Premier d’une série de 6 articles qui se proposent d’explorer, en lien avec la culture contemporaine, des grands thèmes de l’Évangile de Matthieu.
Chaque Évangile est né d’un effort d’adaptation catéchétique et pastorale dont l’Esprit est la source. À travers les siècles, les sensibilités du temps ont toujours influencé la façon de lire les Évangiles; tels aspects sont privilégiés, d’autres restent dans l’ombre.

Ce texte a paru en Juin 1998 dans la Revue Prêtres et pasteurs; il a été adapté pour le médium Internet par le Service catéchétique viatorien.

Matthieu est l’Évangile le plus présent dans la mémoire collective

La plupart des croyants se représentent spontanément les scènes d’Évangile selon la version de Matthieu :

Ces morceaux d’Évangile sont tous présents chez Marc, Luc ou Jean, mais c’est le plus souvent la version de Matthieu qui vient à l’esprit. Pourquoi? Matthieu a eu pendant des siècles une nette prédominance dans la liturgie et les homélies.

Nous vivons au 21ème siècle mais nous héritons de l’orientation globale qui a formé les générations passées : notre foi reçue baigne dans les thèmes, la christologie et l’ambiance de Matthieu.

L’Évangile le plus étranger des 4 à la culture contemporaine

Une lecture de Matthieu aujourd’hui doit tenir compte de cette difficulté : familier dans l’héritage et dissonant avec le présent.

Certaines raisons qui ont longtemps favorisé Matthieu dans la pratique ecclésiale expliquent en partie pourquoi cet Évangile est moins en consonance avec la culture actuelle :

Matthieu met en relief la seigneurie de Jésus; il brosse un portrait majestueux où la divinité se profile presque comme une évidence. Mais l’humanité historique et existentielle de Jésus rencontre un fort intérêt contemporain.1

Dans Mt, Jésus enseigne beaucoup, en discours bien structurés. Cela servait bien en société de chrétienté où la catéchèse se concevait comme la transmission de la vérité par enseignement magistral. Dans un monde marqué par le pluralisme et les sciences humaines, les besoins pastoraux se sont diversifiés. La notion même d’enseignement a subi de profondes mutations avec sa valorisation de l’autonomie du sujet.

Enfin, la morale chrétienne a longtemps incarné un ensemble de valeurs touchant tous les domaines de la vie et ce dans un monde où « la loi, c’est la loi! » On privilégiait donc Matthieu, ses préoccupations morales et ses impératifs clairs dont on tirait des règles sur « ce qu’il faut faire et ne pas faire pour aller au ciel ».

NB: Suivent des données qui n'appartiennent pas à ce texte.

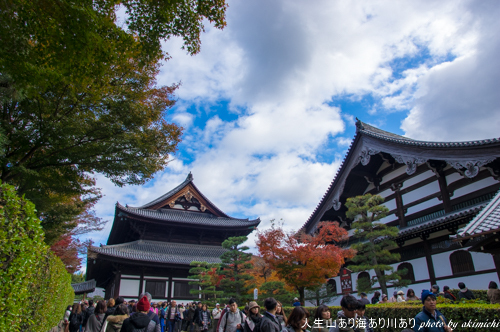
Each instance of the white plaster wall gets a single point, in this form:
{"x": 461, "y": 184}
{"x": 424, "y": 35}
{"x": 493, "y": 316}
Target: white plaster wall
{"x": 416, "y": 179}
{"x": 129, "y": 287}
{"x": 442, "y": 266}
{"x": 482, "y": 261}
{"x": 423, "y": 205}
{"x": 385, "y": 193}
{"x": 474, "y": 187}
{"x": 393, "y": 174}
{"x": 391, "y": 205}
{"x": 453, "y": 177}
{"x": 421, "y": 192}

Aujourd’hui, les questions éthiques ne nous paraissent plus si simples et visent plus l’agir ici et maintenant. Elles deviennent objet de discernement personnel et collectif responsable. Le style en « noir et blanc » de la loi et du juridisme a perdu beaucoup de crédibilité et devient discordant à l’oreille contemporaine.

Évangile et culture

Quelles que soient les grandes qualités de l’Évangile de Matthieu, son usage massif pendant des siècles a en partie suscité une certaine tournure d’esprit de la foi. Or c’est justement cette tournure d’esprit qui fait problème maintenant. On ne peut pas simplement dire « l’Évangile c’est l’Évangile ».

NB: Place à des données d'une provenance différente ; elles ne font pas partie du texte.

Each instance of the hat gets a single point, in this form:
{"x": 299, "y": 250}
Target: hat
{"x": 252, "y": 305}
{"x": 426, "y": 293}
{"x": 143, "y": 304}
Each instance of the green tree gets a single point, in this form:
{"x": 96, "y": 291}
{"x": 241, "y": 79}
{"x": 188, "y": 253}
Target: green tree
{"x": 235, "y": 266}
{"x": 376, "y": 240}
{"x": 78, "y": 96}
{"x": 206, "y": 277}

Chaque Évangile est né d’un effort d’adaptation catéchétique et pastorale dont l’Esprit est la source. Ce qui est visé? Une meilleure éducation possible de la foi de communautés chrétiennes particulières.

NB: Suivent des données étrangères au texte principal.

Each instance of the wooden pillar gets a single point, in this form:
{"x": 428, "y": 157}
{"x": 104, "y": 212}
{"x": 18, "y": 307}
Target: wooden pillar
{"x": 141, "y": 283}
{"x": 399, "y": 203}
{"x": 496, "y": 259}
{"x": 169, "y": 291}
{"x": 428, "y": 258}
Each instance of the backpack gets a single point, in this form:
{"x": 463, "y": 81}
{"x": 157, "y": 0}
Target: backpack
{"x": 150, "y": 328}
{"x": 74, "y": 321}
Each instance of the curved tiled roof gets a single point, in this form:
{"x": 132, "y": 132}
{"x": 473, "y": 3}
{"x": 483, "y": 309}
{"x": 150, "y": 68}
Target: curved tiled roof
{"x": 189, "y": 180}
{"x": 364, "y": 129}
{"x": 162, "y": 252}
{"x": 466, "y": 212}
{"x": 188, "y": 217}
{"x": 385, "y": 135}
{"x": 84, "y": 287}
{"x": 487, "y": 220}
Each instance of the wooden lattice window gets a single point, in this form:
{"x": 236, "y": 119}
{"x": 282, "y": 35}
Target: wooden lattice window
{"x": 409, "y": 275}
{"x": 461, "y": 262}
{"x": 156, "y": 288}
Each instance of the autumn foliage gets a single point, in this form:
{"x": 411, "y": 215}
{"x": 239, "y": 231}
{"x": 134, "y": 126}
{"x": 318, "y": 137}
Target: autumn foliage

À travers les siècles, les sensibilités du temps ont toujours influencé la façon de lire les Évangiles; tels aspects sont privilégiés, d’autres restent dans l’ombre. C’est encore vrai maintenant; et vrai pour cet article qui cherche, dans les traits particuliers de Matthieu, des consonances avec une certaine vision les enjeux ecclésiaux et pastoraux actuels. D’autres choix sont possibles… la lecture reste ouverte!

  1. Depuis dix ans, le succès de nombreuses publications en ce sens en témoigne.